Often, it is simply a case of business people and engineers not traditionally viewing nature-based approaches as potential solutions. Grey infrastructure is considered; not green infrastructure.

This telescope vision is being broadened by pioneers. Perception of ongoing corporate risk, by immense forces of nature (literally), is leading a number of corporate leaders to respond like akido masters.

Corporate leaders investing in nature are watching the momentum of forces that could affect their companies in the future — notably natural systems and processes related to climate change, water challenges, biodiversity loss, deforestation and other forms of habitat conversion are all contributing to ecosystem malfunction risk. 

Each of these risk drivers are becoming manifest in recognizable ways.

Investing in natural processes is fundamentally about leveraging existing momentum to amplify the power of solutions. It just so happens that the momentum is from nature.

Think about it as Isaac Newton 2.0. Gravity matters. So too do natural systems. You can fight it, or you can join and work with it. And, why wouldn’t you look for pre-existing forces and power to leverage?

Finding leverage amidst multiple adverse environmental and basic human needs-related trends means investing in that upon which your company relies. In this case, investing in green infrastructure and ecological restoration.

Companies that are investing in natural systems are pioneers today, but they should not be — and hopefully won’t be for long.
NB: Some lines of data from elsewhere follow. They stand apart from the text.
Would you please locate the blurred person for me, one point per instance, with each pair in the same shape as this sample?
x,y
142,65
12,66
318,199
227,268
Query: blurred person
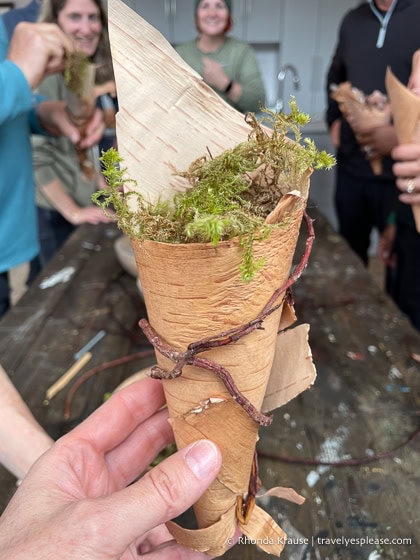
x,y
399,245
28,13
372,36
35,51
83,498
228,65
63,192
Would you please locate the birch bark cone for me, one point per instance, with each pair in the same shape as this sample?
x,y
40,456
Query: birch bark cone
x,y
363,116
191,292
168,118
405,108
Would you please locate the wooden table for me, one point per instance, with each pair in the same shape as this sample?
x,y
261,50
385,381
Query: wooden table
x,y
344,444
89,292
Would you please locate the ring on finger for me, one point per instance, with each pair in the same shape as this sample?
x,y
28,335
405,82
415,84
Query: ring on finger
x,y
410,188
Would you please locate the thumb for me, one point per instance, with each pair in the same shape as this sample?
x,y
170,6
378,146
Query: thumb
x,y
163,493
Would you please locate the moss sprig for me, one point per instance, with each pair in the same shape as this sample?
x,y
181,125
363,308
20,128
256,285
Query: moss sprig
x,y
229,195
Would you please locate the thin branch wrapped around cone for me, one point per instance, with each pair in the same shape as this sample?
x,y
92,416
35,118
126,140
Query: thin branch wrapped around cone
x,y
361,115
193,291
405,108
192,288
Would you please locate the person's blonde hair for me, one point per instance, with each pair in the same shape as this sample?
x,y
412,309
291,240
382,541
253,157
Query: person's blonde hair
x,y
49,12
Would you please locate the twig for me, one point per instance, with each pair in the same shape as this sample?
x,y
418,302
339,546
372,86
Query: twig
x,y
189,357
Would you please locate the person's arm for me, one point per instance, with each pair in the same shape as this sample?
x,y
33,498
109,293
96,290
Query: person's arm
x,y
67,207
38,49
22,439
336,75
80,500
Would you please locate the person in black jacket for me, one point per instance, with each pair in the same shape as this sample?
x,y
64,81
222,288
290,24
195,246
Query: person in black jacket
x,y
399,246
372,36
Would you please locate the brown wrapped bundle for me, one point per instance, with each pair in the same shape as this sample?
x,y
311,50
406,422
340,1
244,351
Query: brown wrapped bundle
x,y
79,76
405,109
216,336
361,115
191,292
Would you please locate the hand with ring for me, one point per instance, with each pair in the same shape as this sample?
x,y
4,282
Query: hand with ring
x,y
407,171
410,187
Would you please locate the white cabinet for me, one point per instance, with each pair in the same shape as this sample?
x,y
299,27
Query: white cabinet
x,y
309,34
257,21
173,18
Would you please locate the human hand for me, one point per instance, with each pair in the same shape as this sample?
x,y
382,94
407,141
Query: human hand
x,y
414,81
78,501
407,172
378,141
214,75
91,215
38,49
54,118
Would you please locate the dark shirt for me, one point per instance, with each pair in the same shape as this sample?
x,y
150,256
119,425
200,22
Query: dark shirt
x,y
358,60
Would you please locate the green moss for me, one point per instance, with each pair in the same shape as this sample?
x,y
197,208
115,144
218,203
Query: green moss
x,y
230,195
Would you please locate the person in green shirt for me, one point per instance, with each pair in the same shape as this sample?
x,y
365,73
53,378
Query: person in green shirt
x,y
228,65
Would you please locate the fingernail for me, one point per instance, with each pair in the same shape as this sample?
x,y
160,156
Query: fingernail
x,y
202,458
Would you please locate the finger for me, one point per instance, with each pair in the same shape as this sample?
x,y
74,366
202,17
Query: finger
x,y
126,463
172,549
165,492
127,408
As a first step for unconvinced corporate decision-makers, the business relevance of investing in nature-based solutions can be ascertained through simple questions:

  • In the short-term, is there a nature-based solution to a problem that we are facing that offers savings and simplicity?
  • And looking forward, do we know whether our corporate facilities and key supply chain partners face green infrastructure-related (or nature-related) risks that could render them inoperable for a time? Could we mitigate ecosystem malfunction risk through investing in nature?

Leading companies are answering "yes" to both questions. And investing in ecological and watershed restoration is growing. Why not ask what nature can do to your business? And what you can do to work with natural systems?